Même avis pour les mêmes raisons.
(L’amendement no 84 n’est pas adopté.)
M. le président
La parole est à M. Alexandre Sabatou, pour soutenir l’amendement no 56.
M. Alexandre Sabatou
La procédure proposée par le Gouvernement prévoit que les agents des douanes peuvent, à l’issue de la retenue douanière, dans un délai de trente jours à compter de la saisie du matériel informatique, effectuer une copie des données qu’il contient. Toutefois, la disposition ajoute une lourdeur procédurale inutile pour les douaniers, à savoir la nécessité d’obtenir une autorisation écrite et motivée du procureur de la République.
Je me réjouis d’ailleurs que M. Reda, vice-président du groupe d’études relatif à la simplification administrative, soulève le même problème dans son amendement no 161. Il faut libérer les douaniers de toutes les lourdeurs qui entravent leur action afin de les rendre plus réactifs. (M. Pierrick Berteloot applaudit.)
M. le président
Quel est l’avis de la commission ?
Mme Nadia Hai, rapporteure
Votre amendement me semble aller trop loin dans l’assouplissement du dispositif. Nous parlons d’une copie de données informatiques effectuée après la retenue douanière, alors que la personne a été remise en liberté. Une telle procédure est certes très utile pour poursuivre les investigations sur certains dossiers, mais elle est dérogatoire et doit, à ce titre, être encadrée.
Vous évoquez l’amendement que M. Robin Reda présentera dans un instant ; celui-ci connaîtra un tout autre sort que le vôtre, sur lequel j’émets un avis défavorable.
M. le président
Quel est l’avis du Gouvernement ?
M. Gabriel Attal, ministre délégué
Nous sommes tous favorables à la simplification. Je vous invite à retirer votre amendement, monsieur Sabatou, au profit de celui de M. Reda qui supprime en effet l’exigence d’une autorisation écrite et motivée, simplifiant ainsi la procédure, alors que votre amendement substitue à l’autorisation une simple information, ce qui n’est pas conforme à nos intentions.
M. le président
La parole est à M. Alexandre Sabatou.
M. Alexandre Sabatou
Je ne vois pas en quoi informer le procureur poserait problème, monsieur le ministre délégué. L’article 9 prévoit non seulement une autorisation expresse du procureur de la République mais aussi l’obligation de la motiver ; j’imagine que le défaut de motivation du procureur pourra donc constituer un vice de procédure. Nous risquons de créer une usine à gaz, qui dissuadera les agents des douanes comme les procureurs à recourir au dispositif.
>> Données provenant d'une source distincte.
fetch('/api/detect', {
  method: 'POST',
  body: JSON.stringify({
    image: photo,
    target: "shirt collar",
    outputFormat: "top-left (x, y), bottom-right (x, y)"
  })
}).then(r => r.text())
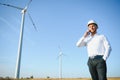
top-left (91, 33), bottom-right (99, 37)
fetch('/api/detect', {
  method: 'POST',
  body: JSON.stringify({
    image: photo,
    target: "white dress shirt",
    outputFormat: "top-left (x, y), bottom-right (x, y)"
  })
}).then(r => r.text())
top-left (76, 33), bottom-right (111, 60)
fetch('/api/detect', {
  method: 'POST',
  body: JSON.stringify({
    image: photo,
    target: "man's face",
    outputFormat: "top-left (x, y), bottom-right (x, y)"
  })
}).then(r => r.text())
top-left (88, 23), bottom-right (97, 33)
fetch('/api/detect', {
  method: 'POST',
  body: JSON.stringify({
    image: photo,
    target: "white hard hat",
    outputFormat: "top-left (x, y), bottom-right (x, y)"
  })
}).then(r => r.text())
top-left (87, 20), bottom-right (98, 26)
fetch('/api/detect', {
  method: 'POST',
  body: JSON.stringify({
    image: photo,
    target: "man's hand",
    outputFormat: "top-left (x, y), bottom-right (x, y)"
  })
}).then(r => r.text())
top-left (84, 30), bottom-right (90, 38)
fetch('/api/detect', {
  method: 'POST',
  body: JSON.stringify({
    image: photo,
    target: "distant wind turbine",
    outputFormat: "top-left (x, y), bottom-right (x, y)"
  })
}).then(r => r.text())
top-left (0, 0), bottom-right (37, 79)
top-left (58, 46), bottom-right (64, 80)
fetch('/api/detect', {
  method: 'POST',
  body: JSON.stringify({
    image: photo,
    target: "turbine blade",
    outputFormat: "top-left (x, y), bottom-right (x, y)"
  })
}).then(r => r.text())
top-left (56, 55), bottom-right (60, 59)
top-left (0, 2), bottom-right (23, 10)
top-left (58, 46), bottom-right (62, 52)
top-left (25, 0), bottom-right (32, 9)
top-left (58, 45), bottom-right (67, 56)
top-left (27, 12), bottom-right (38, 31)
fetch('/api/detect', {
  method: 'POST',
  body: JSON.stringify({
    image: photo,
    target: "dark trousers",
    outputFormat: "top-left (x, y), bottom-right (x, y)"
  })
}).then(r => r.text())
top-left (87, 56), bottom-right (107, 80)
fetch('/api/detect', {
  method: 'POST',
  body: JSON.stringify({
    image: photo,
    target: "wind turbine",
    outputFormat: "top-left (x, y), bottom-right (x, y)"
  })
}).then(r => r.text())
top-left (0, 0), bottom-right (37, 79)
top-left (58, 46), bottom-right (64, 80)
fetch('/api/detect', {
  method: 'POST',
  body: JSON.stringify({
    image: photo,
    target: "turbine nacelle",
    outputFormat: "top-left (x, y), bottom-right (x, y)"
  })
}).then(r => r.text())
top-left (21, 8), bottom-right (27, 14)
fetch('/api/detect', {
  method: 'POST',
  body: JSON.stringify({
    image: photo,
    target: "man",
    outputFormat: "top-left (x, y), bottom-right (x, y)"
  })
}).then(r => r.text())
top-left (76, 20), bottom-right (111, 80)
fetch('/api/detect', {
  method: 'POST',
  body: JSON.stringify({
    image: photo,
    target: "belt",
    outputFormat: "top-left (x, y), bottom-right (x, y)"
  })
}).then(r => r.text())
top-left (89, 55), bottom-right (103, 59)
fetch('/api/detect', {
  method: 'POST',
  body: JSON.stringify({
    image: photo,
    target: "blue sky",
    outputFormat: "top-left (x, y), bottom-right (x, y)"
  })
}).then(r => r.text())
top-left (0, 0), bottom-right (120, 78)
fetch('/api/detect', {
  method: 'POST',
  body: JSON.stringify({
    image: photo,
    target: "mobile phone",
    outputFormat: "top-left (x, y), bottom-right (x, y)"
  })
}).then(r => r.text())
top-left (87, 30), bottom-right (91, 35)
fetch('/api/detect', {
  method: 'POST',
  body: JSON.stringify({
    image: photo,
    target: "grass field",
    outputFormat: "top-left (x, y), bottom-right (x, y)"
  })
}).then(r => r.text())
top-left (32, 78), bottom-right (120, 80)
top-left (23, 78), bottom-right (120, 80)
top-left (29, 78), bottom-right (120, 80)
top-left (1, 77), bottom-right (120, 80)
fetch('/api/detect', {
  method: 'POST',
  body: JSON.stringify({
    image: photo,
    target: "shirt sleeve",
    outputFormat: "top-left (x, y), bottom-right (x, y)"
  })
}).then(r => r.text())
top-left (76, 37), bottom-right (87, 47)
top-left (102, 35), bottom-right (112, 61)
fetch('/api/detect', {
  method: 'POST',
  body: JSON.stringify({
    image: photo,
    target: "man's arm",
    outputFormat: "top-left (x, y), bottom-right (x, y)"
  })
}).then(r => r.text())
top-left (76, 30), bottom-right (90, 47)
top-left (76, 37), bottom-right (86, 47)
top-left (103, 36), bottom-right (112, 61)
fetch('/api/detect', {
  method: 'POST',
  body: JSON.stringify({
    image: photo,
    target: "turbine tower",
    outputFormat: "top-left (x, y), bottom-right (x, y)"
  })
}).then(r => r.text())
top-left (58, 46), bottom-right (63, 80)
top-left (0, 0), bottom-right (37, 79)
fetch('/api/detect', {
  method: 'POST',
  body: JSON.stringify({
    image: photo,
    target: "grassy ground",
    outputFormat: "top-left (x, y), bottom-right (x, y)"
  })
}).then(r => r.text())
top-left (1, 78), bottom-right (120, 80)
top-left (31, 78), bottom-right (120, 80)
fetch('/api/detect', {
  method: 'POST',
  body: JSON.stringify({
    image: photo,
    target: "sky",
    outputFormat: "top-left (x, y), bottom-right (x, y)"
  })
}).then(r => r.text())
top-left (0, 0), bottom-right (120, 78)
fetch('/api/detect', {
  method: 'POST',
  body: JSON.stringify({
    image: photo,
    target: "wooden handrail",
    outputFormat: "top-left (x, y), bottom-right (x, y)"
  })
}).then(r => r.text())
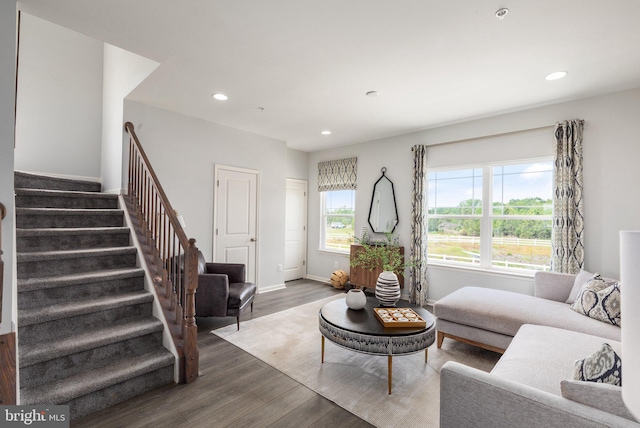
top-left (124, 122), bottom-right (199, 383)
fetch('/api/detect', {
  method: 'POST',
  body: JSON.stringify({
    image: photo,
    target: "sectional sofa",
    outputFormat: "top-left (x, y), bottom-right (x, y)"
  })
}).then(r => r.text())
top-left (434, 271), bottom-right (638, 427)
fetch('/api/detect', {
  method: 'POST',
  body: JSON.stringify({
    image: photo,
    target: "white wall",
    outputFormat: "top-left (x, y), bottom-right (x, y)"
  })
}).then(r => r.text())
top-left (286, 148), bottom-right (309, 181)
top-left (0, 0), bottom-right (17, 335)
top-left (124, 101), bottom-right (288, 290)
top-left (307, 88), bottom-right (640, 301)
top-left (101, 44), bottom-right (159, 194)
top-left (14, 13), bottom-right (103, 180)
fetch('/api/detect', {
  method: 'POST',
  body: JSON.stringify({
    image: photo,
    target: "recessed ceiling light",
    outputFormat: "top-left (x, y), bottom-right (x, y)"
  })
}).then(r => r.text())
top-left (321, 130), bottom-right (332, 135)
top-left (545, 71), bottom-right (567, 81)
top-left (366, 91), bottom-right (379, 97)
top-left (495, 8), bottom-right (509, 19)
top-left (212, 93), bottom-right (228, 101)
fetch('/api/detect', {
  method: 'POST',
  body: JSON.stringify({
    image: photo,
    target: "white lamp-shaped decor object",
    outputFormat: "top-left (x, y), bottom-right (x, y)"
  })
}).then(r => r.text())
top-left (620, 230), bottom-right (640, 420)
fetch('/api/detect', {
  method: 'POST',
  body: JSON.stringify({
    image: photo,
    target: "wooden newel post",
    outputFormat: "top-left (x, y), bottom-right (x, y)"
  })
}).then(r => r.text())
top-left (182, 238), bottom-right (200, 383)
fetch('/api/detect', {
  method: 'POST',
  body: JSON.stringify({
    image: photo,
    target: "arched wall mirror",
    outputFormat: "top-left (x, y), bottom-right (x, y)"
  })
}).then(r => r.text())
top-left (368, 167), bottom-right (399, 233)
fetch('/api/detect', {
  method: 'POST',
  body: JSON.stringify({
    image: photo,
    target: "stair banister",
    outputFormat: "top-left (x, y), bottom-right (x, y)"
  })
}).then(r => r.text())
top-left (124, 122), bottom-right (199, 383)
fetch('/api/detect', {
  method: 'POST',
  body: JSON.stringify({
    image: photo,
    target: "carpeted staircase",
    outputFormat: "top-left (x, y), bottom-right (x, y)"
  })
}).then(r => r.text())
top-left (15, 171), bottom-right (175, 419)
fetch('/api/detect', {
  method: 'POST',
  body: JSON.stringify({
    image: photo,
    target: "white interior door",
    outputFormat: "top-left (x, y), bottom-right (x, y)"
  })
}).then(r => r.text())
top-left (214, 166), bottom-right (258, 283)
top-left (284, 179), bottom-right (307, 281)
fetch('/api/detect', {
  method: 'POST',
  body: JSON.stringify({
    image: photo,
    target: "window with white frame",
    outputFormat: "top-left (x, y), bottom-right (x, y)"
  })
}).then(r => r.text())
top-left (321, 189), bottom-right (356, 252)
top-left (427, 159), bottom-right (553, 272)
top-left (317, 157), bottom-right (357, 253)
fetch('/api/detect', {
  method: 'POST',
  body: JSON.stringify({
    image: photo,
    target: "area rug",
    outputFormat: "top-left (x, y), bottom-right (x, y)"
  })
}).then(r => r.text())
top-left (212, 295), bottom-right (500, 428)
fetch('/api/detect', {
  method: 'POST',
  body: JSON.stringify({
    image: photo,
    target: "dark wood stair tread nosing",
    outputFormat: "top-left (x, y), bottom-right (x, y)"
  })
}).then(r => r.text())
top-left (19, 318), bottom-right (165, 367)
top-left (18, 291), bottom-right (154, 326)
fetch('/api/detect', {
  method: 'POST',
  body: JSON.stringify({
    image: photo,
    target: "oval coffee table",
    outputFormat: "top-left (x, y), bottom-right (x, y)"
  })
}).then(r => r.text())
top-left (318, 295), bottom-right (435, 394)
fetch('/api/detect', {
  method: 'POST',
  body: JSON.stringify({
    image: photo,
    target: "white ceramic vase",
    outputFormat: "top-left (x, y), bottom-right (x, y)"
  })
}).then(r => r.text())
top-left (345, 288), bottom-right (367, 310)
top-left (375, 271), bottom-right (400, 307)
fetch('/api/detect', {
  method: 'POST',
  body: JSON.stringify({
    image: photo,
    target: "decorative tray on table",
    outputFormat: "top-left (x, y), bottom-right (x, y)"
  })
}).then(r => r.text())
top-left (374, 307), bottom-right (427, 328)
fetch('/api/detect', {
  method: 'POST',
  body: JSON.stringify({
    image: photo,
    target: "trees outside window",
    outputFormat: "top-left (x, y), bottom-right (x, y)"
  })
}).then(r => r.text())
top-left (321, 190), bottom-right (355, 252)
top-left (428, 160), bottom-right (553, 272)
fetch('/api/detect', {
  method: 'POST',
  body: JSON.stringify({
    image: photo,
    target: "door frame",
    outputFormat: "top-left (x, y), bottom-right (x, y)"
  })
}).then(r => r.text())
top-left (213, 164), bottom-right (260, 284)
top-left (285, 178), bottom-right (308, 281)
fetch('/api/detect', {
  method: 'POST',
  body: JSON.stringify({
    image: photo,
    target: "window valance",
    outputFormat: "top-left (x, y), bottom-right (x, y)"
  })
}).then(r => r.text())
top-left (318, 157), bottom-right (357, 191)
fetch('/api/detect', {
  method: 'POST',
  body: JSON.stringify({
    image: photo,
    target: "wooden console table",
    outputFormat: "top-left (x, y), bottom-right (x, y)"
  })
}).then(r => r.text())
top-left (349, 244), bottom-right (404, 290)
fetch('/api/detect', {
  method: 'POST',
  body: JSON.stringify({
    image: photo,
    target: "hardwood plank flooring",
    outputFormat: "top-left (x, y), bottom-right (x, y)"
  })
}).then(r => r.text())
top-left (73, 279), bottom-right (373, 428)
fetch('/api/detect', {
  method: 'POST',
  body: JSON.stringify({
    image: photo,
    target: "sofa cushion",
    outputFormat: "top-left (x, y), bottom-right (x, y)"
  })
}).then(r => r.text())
top-left (570, 277), bottom-right (621, 326)
top-left (434, 287), bottom-right (621, 342)
top-left (561, 380), bottom-right (638, 422)
top-left (491, 324), bottom-right (622, 396)
top-left (573, 343), bottom-right (622, 386)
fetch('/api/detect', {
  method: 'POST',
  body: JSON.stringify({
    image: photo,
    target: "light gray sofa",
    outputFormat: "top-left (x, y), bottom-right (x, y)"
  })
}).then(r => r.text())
top-left (435, 272), bottom-right (638, 427)
top-left (434, 271), bottom-right (621, 353)
top-left (440, 325), bottom-right (637, 427)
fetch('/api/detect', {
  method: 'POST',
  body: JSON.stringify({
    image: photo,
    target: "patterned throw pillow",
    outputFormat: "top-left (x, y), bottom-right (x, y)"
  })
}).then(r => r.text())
top-left (573, 343), bottom-right (622, 386)
top-left (570, 275), bottom-right (621, 326)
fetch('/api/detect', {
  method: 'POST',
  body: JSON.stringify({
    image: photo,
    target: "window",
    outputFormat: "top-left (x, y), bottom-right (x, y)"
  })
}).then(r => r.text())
top-left (428, 159), bottom-right (553, 272)
top-left (321, 189), bottom-right (355, 252)
top-left (317, 157), bottom-right (357, 253)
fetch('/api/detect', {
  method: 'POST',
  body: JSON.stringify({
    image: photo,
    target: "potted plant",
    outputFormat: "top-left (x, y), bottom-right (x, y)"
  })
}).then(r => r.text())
top-left (350, 232), bottom-right (414, 306)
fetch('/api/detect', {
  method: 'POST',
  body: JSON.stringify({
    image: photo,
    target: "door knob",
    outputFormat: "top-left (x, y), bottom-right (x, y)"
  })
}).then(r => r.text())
top-left (250, 238), bottom-right (256, 242)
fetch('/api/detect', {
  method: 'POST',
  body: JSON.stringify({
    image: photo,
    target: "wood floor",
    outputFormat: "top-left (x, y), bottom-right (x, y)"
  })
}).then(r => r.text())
top-left (73, 280), bottom-right (374, 428)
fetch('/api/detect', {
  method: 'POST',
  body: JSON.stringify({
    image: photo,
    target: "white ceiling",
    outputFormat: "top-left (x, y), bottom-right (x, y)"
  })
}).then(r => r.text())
top-left (18, 0), bottom-right (640, 152)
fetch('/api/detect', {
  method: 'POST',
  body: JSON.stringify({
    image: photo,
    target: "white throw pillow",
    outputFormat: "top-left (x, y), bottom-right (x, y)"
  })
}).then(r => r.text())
top-left (565, 270), bottom-right (597, 304)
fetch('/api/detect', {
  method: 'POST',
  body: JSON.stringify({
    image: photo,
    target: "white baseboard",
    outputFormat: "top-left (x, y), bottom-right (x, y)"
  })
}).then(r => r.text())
top-left (103, 188), bottom-right (125, 195)
top-left (305, 274), bottom-right (330, 284)
top-left (16, 170), bottom-right (101, 183)
top-left (258, 283), bottom-right (286, 293)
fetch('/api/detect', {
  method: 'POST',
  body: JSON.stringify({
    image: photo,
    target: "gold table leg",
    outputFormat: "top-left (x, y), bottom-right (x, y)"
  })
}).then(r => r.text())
top-left (388, 356), bottom-right (393, 395)
top-left (425, 347), bottom-right (428, 363)
top-left (321, 335), bottom-right (325, 363)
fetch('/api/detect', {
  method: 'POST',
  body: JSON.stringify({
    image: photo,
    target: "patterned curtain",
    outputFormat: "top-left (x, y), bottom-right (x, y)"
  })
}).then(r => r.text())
top-left (552, 119), bottom-right (585, 273)
top-left (409, 145), bottom-right (429, 306)
top-left (318, 157), bottom-right (357, 191)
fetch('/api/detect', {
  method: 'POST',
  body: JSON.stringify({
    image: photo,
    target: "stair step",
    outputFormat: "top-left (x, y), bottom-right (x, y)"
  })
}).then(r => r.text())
top-left (18, 267), bottom-right (144, 309)
top-left (19, 304), bottom-right (155, 347)
top-left (20, 318), bottom-right (164, 369)
top-left (20, 348), bottom-right (175, 419)
top-left (16, 208), bottom-right (124, 228)
top-left (15, 171), bottom-right (101, 192)
top-left (19, 290), bottom-right (154, 327)
top-left (17, 247), bottom-right (137, 279)
top-left (16, 227), bottom-right (130, 252)
top-left (21, 331), bottom-right (166, 391)
top-left (14, 171), bottom-right (176, 420)
top-left (15, 188), bottom-right (119, 209)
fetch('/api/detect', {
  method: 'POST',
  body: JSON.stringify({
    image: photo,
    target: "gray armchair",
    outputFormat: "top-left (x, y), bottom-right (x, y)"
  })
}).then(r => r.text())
top-left (195, 252), bottom-right (256, 330)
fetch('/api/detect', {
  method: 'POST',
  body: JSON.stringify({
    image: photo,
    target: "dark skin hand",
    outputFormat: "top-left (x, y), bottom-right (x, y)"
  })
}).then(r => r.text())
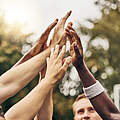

(L’amendement no 56 n’est pas adopté.)
M. le président
La parole est à M. Robin Reda, pour soutenir l’amendement no 161.
M. Robin Reda
L’idée n’est pas de simplifier pour simplifier. Dans le cadre d’une retenue douanière, il est procédé à une saisie de matériels, dont le procureur de la République est déjà informé par tout moyen, comme l’indique très clairement l’article 9, et à laquelle il peut s’opposer.
Dès lors que la personne est placée sous main de justice, il ne s’agit pas d’ajouter un fait procédural supplémentaire mais de permettre que des données soient saisies dans le cadre de l’enquête.
M. le président
Quel est l’avis de la commission ?
Mme Nadia Hai, rapporteure
Vous avez parfaitement raison, monsieur Reda. Solliciter une autorisation écrite et motivée pour chaque cas risquerait de donner lieu à un engorgement des tribunaux. L’autorisation simple me semble être suffisante, respectueuse des données de la vie privée qui pourraient être saisies. Avis favorable.
M. le président
Quel est l’avis du Gouvernement ?
M. Gabriel Attal, ministre délégué
Avis très favorable à cet amendement bienvenu, qui permet de revenir sur un formalisme excessif.
(L’amendement no 161 est adopté.)
M. le président
La parole est à Mme la rapporteure, pour soutenir l’amendement no 342.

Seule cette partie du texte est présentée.